TechCrunch has it that the Roomba i7+ is, in the words of iRobot co-founder and CEO Colin Angle, the first model of their smart home cleaner to most closely approach their ideal concept of the machine. “This is the Roomba I’ve always wanted to make,” Angle proudly declares. The reason why is plain to see once the new model is in action. While obstacle avoidance and room navigation is the Roomba’s bread and butter, the i7+ goes even further by actually memorizing its route and being able to retrace its “steps”. This was built up from the Roomba’s past versions.

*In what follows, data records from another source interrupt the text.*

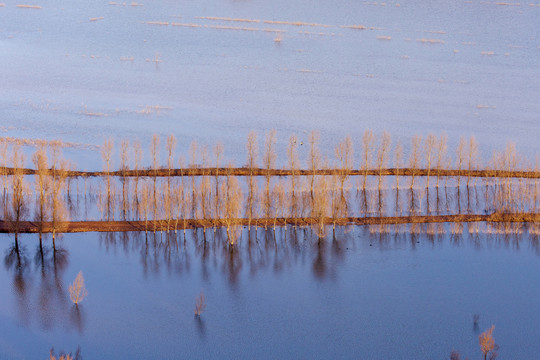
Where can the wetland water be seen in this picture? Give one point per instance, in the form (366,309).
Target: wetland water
(358,295)
(82,71)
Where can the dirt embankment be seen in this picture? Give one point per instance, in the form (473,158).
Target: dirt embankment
(160,225)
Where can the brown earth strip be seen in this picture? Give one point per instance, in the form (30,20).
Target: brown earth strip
(161,225)
(286,172)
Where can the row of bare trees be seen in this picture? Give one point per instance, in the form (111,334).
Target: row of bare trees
(173,194)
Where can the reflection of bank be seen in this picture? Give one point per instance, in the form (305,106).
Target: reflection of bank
(38,286)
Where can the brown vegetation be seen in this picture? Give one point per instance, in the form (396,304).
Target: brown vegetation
(162,197)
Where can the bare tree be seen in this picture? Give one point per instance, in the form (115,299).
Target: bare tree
(143,204)
(292,154)
(429,147)
(137,161)
(314,157)
(487,343)
(398,161)
(367,144)
(252,154)
(232,204)
(345,156)
(124,150)
(154,150)
(77,290)
(4,146)
(218,153)
(57,208)
(39,158)
(382,155)
(320,206)
(193,164)
(171,145)
(269,160)
(19,188)
(200,304)
(441,155)
(278,197)
(106,154)
(205,189)
(473,158)
(460,154)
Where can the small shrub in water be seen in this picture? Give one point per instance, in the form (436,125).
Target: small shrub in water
(200,304)
(77,291)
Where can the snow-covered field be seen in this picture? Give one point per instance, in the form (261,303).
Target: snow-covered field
(215,70)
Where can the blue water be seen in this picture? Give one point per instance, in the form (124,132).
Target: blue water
(353,296)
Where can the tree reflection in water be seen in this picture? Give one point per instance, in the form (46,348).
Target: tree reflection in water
(39,289)
(41,293)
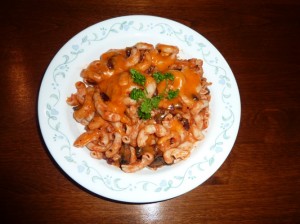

The last major development of that feature in the Roomba series before this breakthrough on the i7+ was on its immediate predecessor the Series 900. Introduced in 2015, the “Clean Mapping” ability enabled a Roomba to map out a house’s interior floor area, thus enabling it to cover larger distances in cleaning and still be able to make its way back to its recharge dock. Now, the i7+ version of Clean Mapping can recognize rooms, unlike with the Series 900 that cannot memorize room layouts and must remap every time.
After all, with the Roomba i7+ boasting 50 times the computing power of the Series 900, it can remember a lot and store these “memories” as data. This effectively gives the i7+ a further extended service life, whereas previous Roomba models tend to get swapped out every two to three years like most “planned obsolescence” smartphones. “It’s much more of a platform at this point,” remarks Angle. “We can improve your robot, and you should expect the robot to be more of a software product.” Another improvement on the system is that its standby dock is now able to automatically empty the dust bin of a parked Roomba, leaving users to simply clean out the dock’s main dust storage occasionally.
iRobot now has the Roomba i7+ up for presale order, at $699 per unit. The clean base dock adds another $299 to the tag. Orders will start shipping this September.